It’s the rare SaaS CMO who builds a brand while driving revenues. Are they the true unicorns?
Speaking with SaaS CMOs can make you wonder if there really are two different titles that should be awarded these folks: Chief Lead Generation Officer or Chief Brand Builder. It’s the rare B2B SaaS CMO I run into that is working to do both. And it makes me wonder… what’s at the root of this pattern I’m seeing, and is there a reason for a B2B SaaS CMO to be one or the other? Why not both?
Many aspiring unicorns rely upon product-led growth (distribution is usually freemium or open source) to drive adoption at scale. They’re expecting the early adopters to bring the solution in-house and once their initial proof-of-concept proves out, evangelize the solution further in the organization and to a paid tier of service with the product.
This is a really good way to get a lot of growth at relatively low acquisition cost. One thing I’ve noticed is that many of these firms lack thought leadership and a corresponding CxO / enterprise sales strategy. It seems that they get to a certain point and then let the chips fall where they may at larger enterprises. But they sure are focused on lead generation. There’s some brand building happening, but it’s all focused on the early adopters. For many tech products, it’s what I call “bro-branding,” geeks finding, trying and sharing with their colleagues and friends a cool thing they found and put to work.
Other marketing leaders in the leadgen camp practice inbound marketing more broadly, but still miss out on a lot of opportunities made possible by a strong brand. Sure, most of these SaaS firms have nice logos and websites, but there’s so much more to brand than that. Brand content is often self-referential: It’s all I, me, me, my. My news releases, my awards, my events. These CMOs do what I’d call, “incidental brand building.” Since they have a hard time quantifying the value of thought leadership they just wave at it and do what is necessary to keep their CEO happy.
Then there are the marketing leaders who seem to have little sense of urgency on lead generation, which amazes me given the pressures so many marketers feel with respect to ROI. They say, “lead generation just isn’t how I am measuring success,” or variations thereof. Some of these CMOs tell me that their universe is small (e.g., Fortune 1000), so there are only two to three thousand targets they really care about, and they know them all. This sentiment is more likely as the solution becomes more of an enterprise play (very low ARR SaaS CMOs are far less likely to take this stance).
In today’s world of collaborative decision-making, the number of people involved in a decision is at least 5,000, and that’s if there’s only one group of buyers at each entity that might select your product. My bet is that most SaaS companies have three to 10 potential sales at any Fortune 1000 firm, and more at the top 100. Now we’re at something like 25,000 to 50,000 people to influence. If you target entities beneath the F1000, you have multiples of this number of people to reach and influence.

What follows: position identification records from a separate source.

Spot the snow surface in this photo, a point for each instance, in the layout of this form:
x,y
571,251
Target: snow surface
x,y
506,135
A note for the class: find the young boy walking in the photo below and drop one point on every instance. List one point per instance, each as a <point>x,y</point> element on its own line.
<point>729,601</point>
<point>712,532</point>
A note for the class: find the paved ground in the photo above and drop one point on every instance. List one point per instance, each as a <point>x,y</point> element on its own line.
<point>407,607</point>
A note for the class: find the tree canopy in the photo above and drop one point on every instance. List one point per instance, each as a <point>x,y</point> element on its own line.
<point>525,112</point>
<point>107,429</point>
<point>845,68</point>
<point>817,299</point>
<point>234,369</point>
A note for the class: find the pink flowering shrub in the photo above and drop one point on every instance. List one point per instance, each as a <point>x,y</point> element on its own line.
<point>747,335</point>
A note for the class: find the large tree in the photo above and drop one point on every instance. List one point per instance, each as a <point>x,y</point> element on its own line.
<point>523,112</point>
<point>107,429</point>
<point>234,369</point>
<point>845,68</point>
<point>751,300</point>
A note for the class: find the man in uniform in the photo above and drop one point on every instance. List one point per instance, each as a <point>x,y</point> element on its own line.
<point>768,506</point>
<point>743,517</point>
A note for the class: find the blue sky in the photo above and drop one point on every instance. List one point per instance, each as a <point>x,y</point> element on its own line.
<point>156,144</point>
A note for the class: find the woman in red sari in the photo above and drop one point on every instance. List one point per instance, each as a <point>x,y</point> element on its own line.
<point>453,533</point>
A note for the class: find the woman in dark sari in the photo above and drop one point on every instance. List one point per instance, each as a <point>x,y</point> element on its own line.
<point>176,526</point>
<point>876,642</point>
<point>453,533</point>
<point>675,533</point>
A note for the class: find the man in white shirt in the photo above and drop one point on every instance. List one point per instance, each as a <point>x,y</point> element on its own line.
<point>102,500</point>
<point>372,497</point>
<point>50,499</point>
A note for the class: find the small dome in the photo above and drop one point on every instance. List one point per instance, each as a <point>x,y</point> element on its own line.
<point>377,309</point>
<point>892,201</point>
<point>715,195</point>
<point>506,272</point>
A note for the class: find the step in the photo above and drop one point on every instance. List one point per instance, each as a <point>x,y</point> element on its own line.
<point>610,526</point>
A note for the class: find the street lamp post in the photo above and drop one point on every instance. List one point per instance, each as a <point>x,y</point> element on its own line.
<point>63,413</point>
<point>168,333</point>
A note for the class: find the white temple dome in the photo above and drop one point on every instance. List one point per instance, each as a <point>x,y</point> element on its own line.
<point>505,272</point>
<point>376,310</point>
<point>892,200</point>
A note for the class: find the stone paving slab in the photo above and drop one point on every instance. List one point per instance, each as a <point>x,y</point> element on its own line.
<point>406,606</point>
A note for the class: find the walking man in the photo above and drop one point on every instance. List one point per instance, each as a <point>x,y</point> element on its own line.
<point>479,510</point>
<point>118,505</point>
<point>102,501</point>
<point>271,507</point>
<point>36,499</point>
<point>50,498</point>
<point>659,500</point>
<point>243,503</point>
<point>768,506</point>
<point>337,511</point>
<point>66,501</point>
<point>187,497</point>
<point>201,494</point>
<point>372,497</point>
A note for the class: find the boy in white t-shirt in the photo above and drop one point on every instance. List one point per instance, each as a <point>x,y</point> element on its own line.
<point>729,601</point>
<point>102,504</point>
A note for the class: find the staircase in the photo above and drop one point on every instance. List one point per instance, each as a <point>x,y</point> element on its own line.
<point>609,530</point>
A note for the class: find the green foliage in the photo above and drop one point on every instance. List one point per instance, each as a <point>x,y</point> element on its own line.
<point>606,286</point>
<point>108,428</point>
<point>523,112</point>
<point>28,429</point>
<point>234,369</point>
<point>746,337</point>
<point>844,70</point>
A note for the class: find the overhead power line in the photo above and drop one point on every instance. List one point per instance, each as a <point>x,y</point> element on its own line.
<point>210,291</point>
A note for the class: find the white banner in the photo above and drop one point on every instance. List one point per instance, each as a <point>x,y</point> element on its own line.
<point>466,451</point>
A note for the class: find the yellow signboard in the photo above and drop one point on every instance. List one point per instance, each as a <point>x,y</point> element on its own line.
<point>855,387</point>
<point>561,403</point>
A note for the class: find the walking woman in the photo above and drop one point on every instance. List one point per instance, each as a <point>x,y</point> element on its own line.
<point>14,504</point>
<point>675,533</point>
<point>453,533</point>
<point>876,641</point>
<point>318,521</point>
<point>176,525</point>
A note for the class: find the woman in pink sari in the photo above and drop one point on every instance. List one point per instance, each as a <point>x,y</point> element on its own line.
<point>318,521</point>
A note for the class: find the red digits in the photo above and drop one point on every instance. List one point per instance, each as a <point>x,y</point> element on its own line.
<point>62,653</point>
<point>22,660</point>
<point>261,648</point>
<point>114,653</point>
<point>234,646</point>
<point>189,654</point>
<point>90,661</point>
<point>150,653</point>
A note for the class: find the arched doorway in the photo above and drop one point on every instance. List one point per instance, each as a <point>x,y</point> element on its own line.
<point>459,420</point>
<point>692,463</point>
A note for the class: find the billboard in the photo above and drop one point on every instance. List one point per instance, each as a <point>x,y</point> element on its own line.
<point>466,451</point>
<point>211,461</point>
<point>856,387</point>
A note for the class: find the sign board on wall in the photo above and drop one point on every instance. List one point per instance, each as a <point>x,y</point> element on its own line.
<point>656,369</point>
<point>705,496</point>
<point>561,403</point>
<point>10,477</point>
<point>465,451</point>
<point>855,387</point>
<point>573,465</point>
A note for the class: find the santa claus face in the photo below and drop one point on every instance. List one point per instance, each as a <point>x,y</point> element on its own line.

Many of these same CMOs are uninterested in optimizing their websites to capture as leads the people that do want to raise their hands. And while I laud this confidence in their strategies, I can’t help but wonder if there isn’t a middle road to walk: I just can't see ignoring lead generation as realistic in the intermediate to long term.
I imagine that ABM plays a big role in the go-to-market strategies of these firms who lack lead generation best practices on their sites (a question I will pose in all such conversations going forward). But from what I’ve run into, these folks aren’t building great content resources on their sites, nor updating the blog frequently enough to support full-stack ABM strategies. Sure, they can put the brand in front of company XYZ’s finance department, retarget site visitors, target lookalike audiences, and more. But then where do they go?
My hunch is that the vast majority of these go-to-market strategies look like traditional outbound, strategic sales, and that marketing is seen as less influential and consequential than it could be. But it’s just a hunch. To go from a hunch to more valuable insight on this subject, I’m going to monitor this over the course of the year, maybe mount a quick survey, and revisit the topic later in the year. Stay tuned!
This lead generation or brand building dichotomy represents a false choice in my opinion and experience. Our Content2Revenue Methodology is a proven means to marry lead generation to thought leadership. It’s a purposeful integration of building real brand relevance while creating sales opportunity and supporting the selling process. We’re in essence saying that you can have both brand building and lead generation marketing, supported by an investment thesis in marketing vs a cost-center approach. It’s all about ROI at the end, as we believe marketing investments should be.